Low-Power Snoop Architecture for Synchronized Producer-Consumer Embedded Multiprocessing
Chenjie Yu and Peter Petrov Abstract-We introduce a cross-layer customization methodology where application knowledge regarding data sharing in producer-consumer relationships is used in order to aggressively eliminate unnecessary and predictable snoop-induced cache lookups even for references to shared data, thus, achieving significant power reductions with minimal hardware cost. The technique exploits application-specific information regarding the exact producer-consumer relationships between tasks as well as information regarding the precise timing of synchronized accesses to shared memory buffers by their corresponding producers and/or consumers. Snoop-induced cache lookups for accesses to the shared data are eliminated when it is ensured that such lookups will not result in extra knowledge regarding the cache state in respect to the other caches and the memory. Our experiments show average power reductions of more than 80% compared to a general-purpose snoop protocol.

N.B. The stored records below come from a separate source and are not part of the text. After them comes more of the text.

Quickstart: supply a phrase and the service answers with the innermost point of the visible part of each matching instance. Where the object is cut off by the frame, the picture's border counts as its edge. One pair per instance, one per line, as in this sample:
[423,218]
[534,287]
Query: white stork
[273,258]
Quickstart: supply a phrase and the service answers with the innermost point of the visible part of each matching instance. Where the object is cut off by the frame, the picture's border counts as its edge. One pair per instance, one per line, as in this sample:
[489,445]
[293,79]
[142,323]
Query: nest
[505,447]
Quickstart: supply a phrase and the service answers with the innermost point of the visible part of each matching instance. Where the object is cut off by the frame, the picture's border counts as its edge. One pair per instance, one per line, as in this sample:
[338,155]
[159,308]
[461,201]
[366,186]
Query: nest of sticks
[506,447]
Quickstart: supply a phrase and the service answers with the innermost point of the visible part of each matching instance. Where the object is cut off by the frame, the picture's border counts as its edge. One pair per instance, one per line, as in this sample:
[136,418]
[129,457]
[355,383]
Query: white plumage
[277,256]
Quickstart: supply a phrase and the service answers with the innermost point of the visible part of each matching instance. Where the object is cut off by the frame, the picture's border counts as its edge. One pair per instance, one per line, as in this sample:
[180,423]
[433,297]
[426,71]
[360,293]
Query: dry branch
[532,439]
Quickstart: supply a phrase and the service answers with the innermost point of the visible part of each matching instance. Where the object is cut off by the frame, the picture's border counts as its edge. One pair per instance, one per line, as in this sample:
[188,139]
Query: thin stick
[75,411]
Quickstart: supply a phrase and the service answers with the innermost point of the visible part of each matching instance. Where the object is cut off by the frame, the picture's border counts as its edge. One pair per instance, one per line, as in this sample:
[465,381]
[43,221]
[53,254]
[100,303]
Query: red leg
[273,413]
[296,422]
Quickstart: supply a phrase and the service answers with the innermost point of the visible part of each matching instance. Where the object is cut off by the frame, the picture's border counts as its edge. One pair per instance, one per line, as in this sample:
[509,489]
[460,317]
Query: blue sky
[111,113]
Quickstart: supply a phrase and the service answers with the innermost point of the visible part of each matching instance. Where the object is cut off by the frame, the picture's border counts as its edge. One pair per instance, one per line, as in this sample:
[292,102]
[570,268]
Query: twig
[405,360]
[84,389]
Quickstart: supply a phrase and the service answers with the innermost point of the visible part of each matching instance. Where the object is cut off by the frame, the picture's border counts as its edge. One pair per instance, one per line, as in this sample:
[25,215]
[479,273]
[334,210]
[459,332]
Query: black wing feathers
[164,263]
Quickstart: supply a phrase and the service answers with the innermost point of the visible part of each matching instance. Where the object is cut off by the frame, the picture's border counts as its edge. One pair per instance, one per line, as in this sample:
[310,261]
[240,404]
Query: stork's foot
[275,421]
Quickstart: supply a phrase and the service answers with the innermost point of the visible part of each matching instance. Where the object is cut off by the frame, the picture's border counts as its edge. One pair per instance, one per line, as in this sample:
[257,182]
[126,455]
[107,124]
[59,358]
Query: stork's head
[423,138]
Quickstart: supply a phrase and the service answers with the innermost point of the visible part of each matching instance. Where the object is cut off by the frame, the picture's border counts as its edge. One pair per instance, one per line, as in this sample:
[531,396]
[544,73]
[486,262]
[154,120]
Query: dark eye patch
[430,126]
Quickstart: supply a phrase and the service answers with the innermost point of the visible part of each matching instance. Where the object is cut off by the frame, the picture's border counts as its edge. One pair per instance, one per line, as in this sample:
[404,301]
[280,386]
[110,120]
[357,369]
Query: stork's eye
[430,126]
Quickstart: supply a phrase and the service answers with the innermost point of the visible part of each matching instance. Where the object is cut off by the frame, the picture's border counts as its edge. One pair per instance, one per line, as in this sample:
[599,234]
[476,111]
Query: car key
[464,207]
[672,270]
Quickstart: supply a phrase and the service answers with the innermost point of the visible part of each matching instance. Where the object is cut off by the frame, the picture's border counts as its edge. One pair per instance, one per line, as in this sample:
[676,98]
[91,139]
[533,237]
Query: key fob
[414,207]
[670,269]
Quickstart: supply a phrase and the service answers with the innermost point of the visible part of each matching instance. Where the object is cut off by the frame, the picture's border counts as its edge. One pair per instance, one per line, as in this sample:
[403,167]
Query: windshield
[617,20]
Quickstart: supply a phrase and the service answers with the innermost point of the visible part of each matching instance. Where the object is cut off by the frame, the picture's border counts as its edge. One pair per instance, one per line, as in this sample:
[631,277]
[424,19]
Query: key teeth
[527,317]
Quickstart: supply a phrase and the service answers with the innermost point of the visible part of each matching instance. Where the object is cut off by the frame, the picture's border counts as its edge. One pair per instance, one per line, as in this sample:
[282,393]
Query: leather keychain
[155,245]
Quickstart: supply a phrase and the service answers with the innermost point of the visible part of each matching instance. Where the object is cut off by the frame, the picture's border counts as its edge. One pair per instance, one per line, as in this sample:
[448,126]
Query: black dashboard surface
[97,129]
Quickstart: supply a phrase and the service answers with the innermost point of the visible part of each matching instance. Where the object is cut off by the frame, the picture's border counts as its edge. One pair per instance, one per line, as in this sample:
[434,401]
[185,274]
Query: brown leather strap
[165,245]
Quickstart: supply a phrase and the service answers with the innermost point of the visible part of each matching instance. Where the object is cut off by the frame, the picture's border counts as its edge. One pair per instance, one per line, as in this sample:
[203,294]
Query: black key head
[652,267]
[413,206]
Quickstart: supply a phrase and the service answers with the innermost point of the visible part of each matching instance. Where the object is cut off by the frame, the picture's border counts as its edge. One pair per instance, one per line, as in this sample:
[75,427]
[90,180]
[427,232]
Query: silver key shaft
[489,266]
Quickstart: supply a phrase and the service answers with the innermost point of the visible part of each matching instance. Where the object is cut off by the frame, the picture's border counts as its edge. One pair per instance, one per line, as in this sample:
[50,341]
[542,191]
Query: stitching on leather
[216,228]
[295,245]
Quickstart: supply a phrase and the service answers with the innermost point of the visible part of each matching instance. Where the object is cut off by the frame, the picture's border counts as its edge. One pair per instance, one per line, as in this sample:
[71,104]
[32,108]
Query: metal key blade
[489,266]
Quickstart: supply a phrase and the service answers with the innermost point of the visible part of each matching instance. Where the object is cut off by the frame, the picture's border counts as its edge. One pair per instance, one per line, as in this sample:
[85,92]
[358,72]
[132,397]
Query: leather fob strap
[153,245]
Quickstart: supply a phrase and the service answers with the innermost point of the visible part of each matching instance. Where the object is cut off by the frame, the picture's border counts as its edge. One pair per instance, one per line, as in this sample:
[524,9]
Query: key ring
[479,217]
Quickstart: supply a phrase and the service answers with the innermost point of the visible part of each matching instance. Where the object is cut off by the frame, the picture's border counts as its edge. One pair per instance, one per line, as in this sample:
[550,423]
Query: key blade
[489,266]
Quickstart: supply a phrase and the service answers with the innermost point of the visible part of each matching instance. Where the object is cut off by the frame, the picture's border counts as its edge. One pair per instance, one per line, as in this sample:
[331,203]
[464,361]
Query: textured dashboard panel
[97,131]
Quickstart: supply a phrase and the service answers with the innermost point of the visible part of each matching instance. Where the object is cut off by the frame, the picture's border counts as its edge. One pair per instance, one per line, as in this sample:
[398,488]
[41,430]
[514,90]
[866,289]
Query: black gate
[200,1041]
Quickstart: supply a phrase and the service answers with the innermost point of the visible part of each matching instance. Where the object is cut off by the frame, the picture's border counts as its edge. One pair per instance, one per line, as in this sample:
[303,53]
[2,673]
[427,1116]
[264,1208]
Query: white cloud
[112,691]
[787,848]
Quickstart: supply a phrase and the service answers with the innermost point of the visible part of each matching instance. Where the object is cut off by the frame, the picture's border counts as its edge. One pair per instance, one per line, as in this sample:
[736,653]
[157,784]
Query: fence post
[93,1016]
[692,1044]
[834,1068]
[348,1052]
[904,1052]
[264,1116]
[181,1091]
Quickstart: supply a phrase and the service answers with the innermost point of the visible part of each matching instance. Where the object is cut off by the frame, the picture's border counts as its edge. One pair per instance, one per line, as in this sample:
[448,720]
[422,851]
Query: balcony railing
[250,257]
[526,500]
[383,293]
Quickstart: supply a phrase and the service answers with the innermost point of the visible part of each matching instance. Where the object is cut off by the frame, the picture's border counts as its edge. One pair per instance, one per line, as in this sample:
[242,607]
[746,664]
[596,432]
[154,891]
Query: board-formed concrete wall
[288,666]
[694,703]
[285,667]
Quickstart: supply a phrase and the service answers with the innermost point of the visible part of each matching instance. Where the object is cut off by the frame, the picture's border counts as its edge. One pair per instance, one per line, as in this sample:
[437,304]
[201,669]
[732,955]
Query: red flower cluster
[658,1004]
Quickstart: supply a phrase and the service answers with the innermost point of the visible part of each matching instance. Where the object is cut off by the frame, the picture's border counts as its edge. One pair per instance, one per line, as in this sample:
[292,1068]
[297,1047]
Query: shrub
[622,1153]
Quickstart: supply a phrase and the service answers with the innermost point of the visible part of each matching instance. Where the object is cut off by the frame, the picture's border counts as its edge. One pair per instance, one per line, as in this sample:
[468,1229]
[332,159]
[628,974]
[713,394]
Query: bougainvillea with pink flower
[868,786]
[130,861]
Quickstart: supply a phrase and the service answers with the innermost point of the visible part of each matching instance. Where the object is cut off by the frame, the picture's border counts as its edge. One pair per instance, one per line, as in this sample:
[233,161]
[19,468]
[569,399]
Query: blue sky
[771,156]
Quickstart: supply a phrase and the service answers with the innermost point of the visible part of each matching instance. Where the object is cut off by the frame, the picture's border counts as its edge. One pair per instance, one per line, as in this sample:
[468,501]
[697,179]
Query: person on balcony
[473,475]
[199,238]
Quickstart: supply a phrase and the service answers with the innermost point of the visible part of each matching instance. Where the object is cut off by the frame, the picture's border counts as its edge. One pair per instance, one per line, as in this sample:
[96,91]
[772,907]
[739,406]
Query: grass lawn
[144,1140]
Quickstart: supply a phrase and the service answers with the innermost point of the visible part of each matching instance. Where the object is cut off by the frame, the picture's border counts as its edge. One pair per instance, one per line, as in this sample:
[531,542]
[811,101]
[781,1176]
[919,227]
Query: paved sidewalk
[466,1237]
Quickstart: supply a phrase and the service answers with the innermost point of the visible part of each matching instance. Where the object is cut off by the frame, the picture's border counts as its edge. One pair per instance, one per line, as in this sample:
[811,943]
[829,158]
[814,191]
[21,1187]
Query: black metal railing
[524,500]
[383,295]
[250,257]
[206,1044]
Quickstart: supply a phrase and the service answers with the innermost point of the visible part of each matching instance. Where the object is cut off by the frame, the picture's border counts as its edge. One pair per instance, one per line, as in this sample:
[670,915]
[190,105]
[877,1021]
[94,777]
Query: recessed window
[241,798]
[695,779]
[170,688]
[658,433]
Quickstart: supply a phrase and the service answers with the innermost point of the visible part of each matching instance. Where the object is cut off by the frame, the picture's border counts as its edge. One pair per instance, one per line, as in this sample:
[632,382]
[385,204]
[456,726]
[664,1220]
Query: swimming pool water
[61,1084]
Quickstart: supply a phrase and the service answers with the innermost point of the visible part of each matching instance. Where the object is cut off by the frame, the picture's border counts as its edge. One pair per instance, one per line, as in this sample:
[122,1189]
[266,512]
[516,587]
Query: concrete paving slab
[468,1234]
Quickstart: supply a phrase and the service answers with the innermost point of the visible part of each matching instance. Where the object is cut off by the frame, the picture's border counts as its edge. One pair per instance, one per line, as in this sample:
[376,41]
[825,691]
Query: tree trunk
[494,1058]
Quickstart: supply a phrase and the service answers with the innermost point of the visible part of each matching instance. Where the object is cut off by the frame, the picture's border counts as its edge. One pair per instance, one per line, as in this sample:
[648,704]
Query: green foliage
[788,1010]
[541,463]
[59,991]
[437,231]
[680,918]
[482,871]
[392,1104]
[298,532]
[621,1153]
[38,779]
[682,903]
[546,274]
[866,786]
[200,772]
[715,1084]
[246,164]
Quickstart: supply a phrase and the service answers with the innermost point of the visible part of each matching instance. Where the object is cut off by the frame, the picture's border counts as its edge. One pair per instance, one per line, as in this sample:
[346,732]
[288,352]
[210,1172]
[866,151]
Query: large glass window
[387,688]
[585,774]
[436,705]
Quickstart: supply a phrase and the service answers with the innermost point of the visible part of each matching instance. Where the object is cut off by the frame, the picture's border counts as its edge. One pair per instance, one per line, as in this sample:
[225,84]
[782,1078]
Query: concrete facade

Index Terms-Low-power cache coherence, low-power multiprocessor systems-on-a-chip (MPSoC), producer-consumer communication in MPSoC.
I. INTRODUCTION
The abundance of wireless connectivity coupled with the ever growing increase in integration densities have resulted in a multitude of handheld and wearable embedded applications such as portable media players, mobile phones with aggregate data functions, personal organizers, etc. Battery life and power consumption has become one of the primary implementation constraints for these applications. Due to the integration of multiple functionalities and ever increasing demand for performance, it has become a natural design practice to utilize multiprocessor systems-on-a-chip (MPSoC) in embedded systems. Typically these systems feature several processor cores, possibly of heterogeneous natures, that access a shared memory. For reasons of low complexity and high speed, the most common approach is to use a shared system bus. In order to provide the required bandwidth to the shared memory, local caches at each processor node are usually employed. Local caching in multiprocessor systems, however, introduces the possibility of cache incoherence; a situation that occurs when a processor updates a data object after that same object is cached somewhere else. To resolve this issue, cache coherence protocols are used.
The snoop-based cache coherence protocols are the most widely deployed as they rely on the inherent broadcast nature of the common bus connecting the processor nodes to the memory. Each cache controller "snoops" the bus for memory transfers, for each of which a cache lookup is performed in order to determine whether a cache block state should be changed in the local cache. Easily extendable multiprocessor structures and software-transparent implementation have made snoop protocols easy to understand, deploy, and reuse, with minimal impact on the performance of memory subsystem [1] . Quite often, however, shared data are cached in just a few nodes. Snooping in the others leads to a waste of energy. It was shown in [2] that only around 10% of the application memory references actually require cache coherence tracking.